2. Permukaan belakang sebagian besar tertutup oleh peritoneum, sedangkan
permukaan depan hanya sebagian di atasnya saja.
3. Bagian bawah dari permukaan depan melekat pada dinding belakang vesika
urinaria.
4. Uterus merupakan alat yang berongga dan berbentuk sebagai bola lampu
yang gepeng terdiri dari 2 bagian:
a) Corpus uteri berbentuk segitiga.
b) Cerviks uteri berbentuk silindris.
5. Bagian dari corpus uteri antara kedua pangkal tuba disebut fundus uteri
(dasar rahim).
6. Dinding rahim uteri terdiri dari 3 lapisan:
a) Perimetrium (lapisan peritoneum) yang meliputi dinding uterus bagian
luar.
6
b) Myometrium (lapisan otot) merupakan lapisan yang paling tebal. Terdiri
dari otot polos yang disusun sedemikian rupa hingga dapat mendorong
isinya keluar pada persalinan.
c) Endomentrium (selaput lendir) merupakan lapisan bagian dalam dari
corpus uteri yang membatasi cavum uteri. Pada Endomentrium
didapatkan lubang-lubang kecil, merupakan muara-muara dari saluran-
saluran kelenjar uterus yang dapat menghasilkan secret alkalis yang
membasahi cavum uteri. Epitel endometrium terbentuk silinder.

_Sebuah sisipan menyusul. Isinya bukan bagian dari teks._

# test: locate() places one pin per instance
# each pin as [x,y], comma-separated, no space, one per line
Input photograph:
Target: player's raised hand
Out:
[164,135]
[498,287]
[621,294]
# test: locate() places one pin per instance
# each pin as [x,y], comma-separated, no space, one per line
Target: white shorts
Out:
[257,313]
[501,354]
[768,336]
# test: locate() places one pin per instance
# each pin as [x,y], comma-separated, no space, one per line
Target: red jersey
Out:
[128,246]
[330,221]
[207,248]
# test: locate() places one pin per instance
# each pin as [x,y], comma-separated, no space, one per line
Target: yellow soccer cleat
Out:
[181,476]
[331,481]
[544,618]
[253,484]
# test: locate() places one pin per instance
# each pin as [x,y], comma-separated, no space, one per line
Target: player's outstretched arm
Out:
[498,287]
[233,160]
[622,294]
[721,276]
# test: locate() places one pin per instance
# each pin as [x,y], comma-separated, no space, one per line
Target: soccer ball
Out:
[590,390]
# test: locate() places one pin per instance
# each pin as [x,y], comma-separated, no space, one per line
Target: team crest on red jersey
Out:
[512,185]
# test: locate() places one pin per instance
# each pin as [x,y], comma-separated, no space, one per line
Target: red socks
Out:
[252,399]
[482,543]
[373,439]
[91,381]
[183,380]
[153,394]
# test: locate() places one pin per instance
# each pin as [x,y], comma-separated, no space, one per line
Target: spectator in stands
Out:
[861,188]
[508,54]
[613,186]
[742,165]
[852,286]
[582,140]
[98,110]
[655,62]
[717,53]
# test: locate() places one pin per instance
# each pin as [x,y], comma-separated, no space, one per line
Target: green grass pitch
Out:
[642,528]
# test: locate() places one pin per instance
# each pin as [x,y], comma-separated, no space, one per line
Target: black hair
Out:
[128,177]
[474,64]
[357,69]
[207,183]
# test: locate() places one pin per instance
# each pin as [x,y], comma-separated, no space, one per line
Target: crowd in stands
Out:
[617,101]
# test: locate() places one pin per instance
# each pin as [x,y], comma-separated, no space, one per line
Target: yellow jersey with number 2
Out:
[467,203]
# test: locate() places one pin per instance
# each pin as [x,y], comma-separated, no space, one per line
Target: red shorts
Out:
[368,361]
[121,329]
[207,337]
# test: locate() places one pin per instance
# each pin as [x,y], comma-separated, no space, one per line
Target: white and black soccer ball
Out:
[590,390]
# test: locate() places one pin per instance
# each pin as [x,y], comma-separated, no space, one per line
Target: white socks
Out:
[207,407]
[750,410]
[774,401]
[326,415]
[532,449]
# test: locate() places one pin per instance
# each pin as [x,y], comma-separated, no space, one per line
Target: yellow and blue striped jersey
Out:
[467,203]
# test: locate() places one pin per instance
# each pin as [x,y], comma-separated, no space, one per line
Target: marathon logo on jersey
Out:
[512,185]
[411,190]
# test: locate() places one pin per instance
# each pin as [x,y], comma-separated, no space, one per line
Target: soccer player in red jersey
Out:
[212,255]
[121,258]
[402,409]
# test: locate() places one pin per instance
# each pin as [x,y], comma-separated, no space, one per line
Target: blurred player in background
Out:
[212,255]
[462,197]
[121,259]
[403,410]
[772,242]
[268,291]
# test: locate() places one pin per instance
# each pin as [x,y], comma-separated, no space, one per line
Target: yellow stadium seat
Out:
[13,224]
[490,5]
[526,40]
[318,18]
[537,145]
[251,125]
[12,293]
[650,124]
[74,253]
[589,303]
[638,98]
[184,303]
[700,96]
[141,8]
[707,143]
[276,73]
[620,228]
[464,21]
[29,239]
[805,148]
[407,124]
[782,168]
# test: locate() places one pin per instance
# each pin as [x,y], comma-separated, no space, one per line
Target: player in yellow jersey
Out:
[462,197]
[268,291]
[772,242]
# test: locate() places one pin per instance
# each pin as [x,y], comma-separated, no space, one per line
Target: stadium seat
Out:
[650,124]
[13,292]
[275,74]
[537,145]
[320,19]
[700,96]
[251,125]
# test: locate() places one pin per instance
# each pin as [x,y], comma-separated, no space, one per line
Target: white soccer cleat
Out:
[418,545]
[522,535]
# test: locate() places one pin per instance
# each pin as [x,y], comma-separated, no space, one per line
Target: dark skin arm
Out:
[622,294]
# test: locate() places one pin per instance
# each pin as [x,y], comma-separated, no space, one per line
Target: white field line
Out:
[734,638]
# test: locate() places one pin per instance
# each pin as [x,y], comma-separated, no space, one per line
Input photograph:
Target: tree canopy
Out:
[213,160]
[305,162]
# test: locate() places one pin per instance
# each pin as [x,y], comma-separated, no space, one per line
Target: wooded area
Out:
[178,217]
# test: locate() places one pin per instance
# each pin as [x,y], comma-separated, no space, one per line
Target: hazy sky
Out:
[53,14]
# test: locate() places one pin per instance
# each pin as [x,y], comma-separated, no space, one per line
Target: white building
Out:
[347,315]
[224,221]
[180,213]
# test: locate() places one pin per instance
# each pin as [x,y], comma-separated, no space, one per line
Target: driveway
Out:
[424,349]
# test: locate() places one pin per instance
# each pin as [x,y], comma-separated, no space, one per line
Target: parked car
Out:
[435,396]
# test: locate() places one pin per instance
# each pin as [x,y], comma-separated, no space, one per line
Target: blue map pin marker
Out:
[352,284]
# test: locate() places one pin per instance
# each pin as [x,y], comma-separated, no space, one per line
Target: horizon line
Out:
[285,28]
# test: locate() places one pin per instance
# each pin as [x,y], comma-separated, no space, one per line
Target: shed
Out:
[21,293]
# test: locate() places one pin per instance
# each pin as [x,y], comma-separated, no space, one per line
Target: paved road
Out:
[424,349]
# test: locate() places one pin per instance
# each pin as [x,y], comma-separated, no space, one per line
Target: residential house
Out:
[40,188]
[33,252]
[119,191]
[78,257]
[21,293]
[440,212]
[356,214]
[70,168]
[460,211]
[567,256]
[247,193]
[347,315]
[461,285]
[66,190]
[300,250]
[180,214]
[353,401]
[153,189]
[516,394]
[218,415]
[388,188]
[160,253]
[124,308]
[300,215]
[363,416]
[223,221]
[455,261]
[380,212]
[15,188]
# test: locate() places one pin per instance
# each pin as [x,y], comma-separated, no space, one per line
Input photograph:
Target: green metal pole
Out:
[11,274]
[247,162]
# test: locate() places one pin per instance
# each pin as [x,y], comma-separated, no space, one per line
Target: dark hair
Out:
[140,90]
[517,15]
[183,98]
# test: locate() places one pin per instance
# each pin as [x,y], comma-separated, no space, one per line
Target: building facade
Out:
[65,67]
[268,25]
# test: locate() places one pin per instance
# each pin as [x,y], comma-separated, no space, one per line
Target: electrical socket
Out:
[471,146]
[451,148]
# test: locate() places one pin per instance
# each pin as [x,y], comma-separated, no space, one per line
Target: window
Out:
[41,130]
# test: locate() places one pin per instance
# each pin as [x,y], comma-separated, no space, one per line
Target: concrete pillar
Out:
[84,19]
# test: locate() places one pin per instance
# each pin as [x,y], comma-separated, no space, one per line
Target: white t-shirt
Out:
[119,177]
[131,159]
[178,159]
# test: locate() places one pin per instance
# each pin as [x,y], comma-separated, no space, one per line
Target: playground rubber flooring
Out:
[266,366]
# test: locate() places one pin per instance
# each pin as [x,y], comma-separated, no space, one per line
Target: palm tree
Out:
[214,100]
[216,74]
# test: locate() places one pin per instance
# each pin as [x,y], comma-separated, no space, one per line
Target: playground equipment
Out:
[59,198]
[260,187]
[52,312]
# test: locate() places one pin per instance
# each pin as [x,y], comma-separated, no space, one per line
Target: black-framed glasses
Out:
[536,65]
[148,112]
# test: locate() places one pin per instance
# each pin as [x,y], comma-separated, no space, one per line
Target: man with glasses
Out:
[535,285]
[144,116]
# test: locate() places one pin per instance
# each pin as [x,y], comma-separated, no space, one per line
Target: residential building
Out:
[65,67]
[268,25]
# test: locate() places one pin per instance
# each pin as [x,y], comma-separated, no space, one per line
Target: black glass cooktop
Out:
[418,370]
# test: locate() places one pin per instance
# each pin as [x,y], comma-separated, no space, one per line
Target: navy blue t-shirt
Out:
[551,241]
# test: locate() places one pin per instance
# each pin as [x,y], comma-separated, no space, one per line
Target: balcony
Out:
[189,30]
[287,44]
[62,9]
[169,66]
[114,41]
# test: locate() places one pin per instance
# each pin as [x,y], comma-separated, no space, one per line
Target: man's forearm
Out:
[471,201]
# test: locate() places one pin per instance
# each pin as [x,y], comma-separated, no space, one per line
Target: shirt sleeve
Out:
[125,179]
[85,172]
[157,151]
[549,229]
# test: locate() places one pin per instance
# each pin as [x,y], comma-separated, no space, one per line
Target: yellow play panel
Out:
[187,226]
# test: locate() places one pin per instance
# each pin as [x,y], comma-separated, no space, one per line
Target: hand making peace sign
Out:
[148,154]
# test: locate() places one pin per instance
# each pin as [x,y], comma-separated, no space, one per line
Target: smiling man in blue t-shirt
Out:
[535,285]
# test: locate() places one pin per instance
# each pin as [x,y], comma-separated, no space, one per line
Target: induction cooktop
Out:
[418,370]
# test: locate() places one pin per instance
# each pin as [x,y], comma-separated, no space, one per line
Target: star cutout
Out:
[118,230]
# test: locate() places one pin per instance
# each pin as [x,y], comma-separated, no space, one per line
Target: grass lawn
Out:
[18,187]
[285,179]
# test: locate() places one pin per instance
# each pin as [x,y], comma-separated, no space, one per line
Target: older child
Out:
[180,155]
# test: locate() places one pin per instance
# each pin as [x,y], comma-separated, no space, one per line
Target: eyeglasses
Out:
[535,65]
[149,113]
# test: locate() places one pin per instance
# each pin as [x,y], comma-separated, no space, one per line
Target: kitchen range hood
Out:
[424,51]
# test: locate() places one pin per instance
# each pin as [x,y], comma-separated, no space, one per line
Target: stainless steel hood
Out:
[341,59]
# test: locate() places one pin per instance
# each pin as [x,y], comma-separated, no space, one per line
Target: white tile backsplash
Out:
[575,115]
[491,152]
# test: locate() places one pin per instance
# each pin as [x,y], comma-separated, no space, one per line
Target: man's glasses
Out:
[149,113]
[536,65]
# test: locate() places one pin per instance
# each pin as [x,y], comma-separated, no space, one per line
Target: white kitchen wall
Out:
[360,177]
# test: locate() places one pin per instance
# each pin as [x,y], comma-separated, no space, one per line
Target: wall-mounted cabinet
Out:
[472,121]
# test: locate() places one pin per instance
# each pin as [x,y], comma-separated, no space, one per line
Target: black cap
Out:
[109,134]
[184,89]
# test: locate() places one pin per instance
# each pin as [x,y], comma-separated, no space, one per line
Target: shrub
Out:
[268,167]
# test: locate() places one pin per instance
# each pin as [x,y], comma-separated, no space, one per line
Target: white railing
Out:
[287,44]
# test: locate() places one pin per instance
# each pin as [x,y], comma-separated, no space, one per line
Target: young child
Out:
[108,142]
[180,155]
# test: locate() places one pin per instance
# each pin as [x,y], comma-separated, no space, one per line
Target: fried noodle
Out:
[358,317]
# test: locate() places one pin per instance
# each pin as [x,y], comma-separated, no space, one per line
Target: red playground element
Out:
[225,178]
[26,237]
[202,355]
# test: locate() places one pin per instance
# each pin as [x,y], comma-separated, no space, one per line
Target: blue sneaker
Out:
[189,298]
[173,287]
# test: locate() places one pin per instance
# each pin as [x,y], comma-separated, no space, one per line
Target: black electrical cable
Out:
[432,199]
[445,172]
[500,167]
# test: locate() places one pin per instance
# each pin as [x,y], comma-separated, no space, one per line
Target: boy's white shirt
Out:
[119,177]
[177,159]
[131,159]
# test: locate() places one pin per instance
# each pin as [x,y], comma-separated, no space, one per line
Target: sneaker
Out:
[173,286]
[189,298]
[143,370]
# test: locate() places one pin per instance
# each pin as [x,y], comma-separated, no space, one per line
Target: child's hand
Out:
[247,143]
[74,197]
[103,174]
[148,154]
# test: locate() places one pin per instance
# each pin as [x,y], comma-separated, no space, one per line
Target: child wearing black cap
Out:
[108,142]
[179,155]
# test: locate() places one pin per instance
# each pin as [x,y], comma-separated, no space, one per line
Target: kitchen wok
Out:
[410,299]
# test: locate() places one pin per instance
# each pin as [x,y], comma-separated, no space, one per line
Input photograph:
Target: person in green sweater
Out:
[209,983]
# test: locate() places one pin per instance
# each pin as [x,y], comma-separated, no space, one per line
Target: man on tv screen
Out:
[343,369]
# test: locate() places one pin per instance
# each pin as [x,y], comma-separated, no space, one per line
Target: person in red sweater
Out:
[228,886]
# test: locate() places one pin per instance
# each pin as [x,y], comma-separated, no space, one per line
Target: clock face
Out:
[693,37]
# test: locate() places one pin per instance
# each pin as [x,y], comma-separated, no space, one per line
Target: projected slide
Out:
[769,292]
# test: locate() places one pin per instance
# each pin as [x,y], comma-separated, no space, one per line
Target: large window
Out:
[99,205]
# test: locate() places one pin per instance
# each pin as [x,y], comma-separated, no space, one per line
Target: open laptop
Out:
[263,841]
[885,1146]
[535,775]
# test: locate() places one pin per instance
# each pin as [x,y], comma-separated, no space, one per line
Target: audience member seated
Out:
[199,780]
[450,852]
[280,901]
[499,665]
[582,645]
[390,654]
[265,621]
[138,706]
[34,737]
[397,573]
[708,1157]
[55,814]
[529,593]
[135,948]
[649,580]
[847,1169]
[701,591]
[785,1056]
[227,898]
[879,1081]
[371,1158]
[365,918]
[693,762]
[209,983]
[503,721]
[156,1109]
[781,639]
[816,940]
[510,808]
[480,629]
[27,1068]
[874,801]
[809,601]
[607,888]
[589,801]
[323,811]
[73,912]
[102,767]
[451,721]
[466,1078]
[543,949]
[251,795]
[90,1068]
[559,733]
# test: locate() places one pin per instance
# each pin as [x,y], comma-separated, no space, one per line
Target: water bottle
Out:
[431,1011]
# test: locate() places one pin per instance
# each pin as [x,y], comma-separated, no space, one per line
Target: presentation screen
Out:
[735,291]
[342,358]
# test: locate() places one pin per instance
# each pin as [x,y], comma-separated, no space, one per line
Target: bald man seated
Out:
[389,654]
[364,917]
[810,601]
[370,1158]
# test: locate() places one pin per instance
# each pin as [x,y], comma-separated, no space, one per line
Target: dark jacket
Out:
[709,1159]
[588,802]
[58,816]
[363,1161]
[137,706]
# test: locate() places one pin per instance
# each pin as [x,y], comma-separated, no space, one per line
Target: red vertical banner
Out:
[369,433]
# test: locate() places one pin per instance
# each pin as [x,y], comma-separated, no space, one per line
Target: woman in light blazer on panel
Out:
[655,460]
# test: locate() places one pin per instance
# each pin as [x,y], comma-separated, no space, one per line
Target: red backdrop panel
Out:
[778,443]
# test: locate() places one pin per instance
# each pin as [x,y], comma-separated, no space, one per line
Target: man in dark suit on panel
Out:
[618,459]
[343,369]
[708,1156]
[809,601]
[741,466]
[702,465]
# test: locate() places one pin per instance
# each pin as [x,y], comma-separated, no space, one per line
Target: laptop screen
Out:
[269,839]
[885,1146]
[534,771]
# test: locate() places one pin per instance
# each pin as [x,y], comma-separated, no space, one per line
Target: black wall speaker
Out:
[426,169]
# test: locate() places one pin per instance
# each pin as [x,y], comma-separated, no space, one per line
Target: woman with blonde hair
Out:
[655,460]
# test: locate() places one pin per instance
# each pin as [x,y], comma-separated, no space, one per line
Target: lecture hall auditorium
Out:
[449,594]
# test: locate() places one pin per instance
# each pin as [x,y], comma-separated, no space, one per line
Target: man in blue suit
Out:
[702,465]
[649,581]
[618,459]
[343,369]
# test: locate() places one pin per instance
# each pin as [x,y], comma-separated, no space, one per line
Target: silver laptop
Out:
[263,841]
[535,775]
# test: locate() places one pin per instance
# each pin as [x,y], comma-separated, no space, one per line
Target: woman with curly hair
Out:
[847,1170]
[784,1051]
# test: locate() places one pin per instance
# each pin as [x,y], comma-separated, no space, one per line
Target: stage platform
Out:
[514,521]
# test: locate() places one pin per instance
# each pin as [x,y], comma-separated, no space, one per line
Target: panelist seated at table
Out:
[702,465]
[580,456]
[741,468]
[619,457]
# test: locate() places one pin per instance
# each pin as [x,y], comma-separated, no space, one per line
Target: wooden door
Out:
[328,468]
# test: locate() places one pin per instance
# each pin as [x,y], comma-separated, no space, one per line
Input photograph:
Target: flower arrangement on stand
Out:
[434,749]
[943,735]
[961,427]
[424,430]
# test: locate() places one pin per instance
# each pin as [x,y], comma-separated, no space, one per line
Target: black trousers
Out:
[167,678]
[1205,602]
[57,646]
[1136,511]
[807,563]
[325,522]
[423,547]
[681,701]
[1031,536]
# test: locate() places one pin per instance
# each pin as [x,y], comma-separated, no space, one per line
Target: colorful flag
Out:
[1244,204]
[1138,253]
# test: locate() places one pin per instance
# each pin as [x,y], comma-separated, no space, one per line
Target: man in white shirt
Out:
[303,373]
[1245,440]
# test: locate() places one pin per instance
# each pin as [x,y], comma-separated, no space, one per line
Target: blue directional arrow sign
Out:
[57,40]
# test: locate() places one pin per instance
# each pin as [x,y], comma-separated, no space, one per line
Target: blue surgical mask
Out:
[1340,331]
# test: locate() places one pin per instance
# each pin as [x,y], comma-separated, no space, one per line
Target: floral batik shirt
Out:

7. Ligamen-ligamen uterus, adalah:
a) Ligament latum:
Berupa lipatan peritoneum sebelah lateral kanan-kiri dari pada uterus,
meluas sampai ke dinding panggul dan dasar panggul, sehingga seolah-
olah menggantung pada tubae.
b) Ligamentum rotundum:
Terdapat di bagian lateral dari uterus, caudal dari insertie tuba, kedua
ligament ini melalui vunalis inguinalis ke bagian cranial labus majus.
c) Ligamentum infundibula pelvicum (ligamen suspensorium ovarii):
Dua buah kiri dan kanan dari infundibulum dan ovarium ke dinding
panggul. Ligamentum ini menggantungkan uterus pada dinding panggul.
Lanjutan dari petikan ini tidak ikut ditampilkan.